What are your views on how the elimination of Kennedy Plaza as the Central Bus Hub will affect you and the people you know?

Well, they didn’t give the public a lot of input on that. I feel that the public really needs to advocate how they feel about this. Where are the buses going to go? We have a very high number of elderly people in this state. We have the disabled. We have women who take this public transportation. So I feel that we need to speak with the legislators and get more proactive about it.

How would you ideally like to get around Providence, and what would need to happen to make that a reality?

On the weekends, the bus service could run a little better. And my concern is also wintertime. In the winters, the sidewalks and the bus stops need to be shoveled more. The bus stops could use some shelters and some benches. It would just be more appealing.
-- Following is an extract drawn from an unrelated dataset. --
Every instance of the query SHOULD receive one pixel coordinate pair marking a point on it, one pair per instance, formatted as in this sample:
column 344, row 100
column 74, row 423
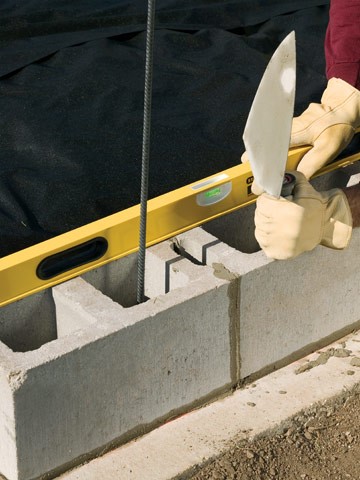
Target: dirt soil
column 322, row 443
Do you feel safe when traveling around Providence? Where do you feel safe, and where do you not?

I think this is an excellent question. I feel safer traveling around Providence than outside of Providence. When you start going outside of Providence and take public transportation, the transportation becomes extremely limited. So when you have to stand at a bus stop for an hour, or sometimes over an hour, it places you at risk. It puts you at risk as a woman for many dangerous things. And I believe that you are safer in Providence because there are more buses and you can walk to things. You have more of a police presence. There are more streetlights in Providence. When you leave Providence and go to certain areas, it’s extremely dark, which also places you at risk.

How could the City or RIPTA improve your experience getting around?

I think RIPTA needs to respect the passengers because they don’t have a job without us. Yeah, this relationship is reciprocal. So we need RIPTA, and RIPTA needs us. We shouldn’t be fighting against one another. We should be working together. We should be working to improve the community to make things better, and not this backlash. When a passenger gets on? We should be treated with respect. And we should respect the bus driver.

Is there anything else that you want to add?

There are a lot of areas in the state of Rhode Island that have no bus service. I feel that bus service needs to expand because it creates jobs. I don’t understand why there isn’t bus service in many areas in the state of Rhode Island when it can empower people to get employment, especially with COVID. Right now, a lot of people lost their jobs. Lost housing. So I think that once again, we really can work together and empower our state and just stop this negative vibe and really work together.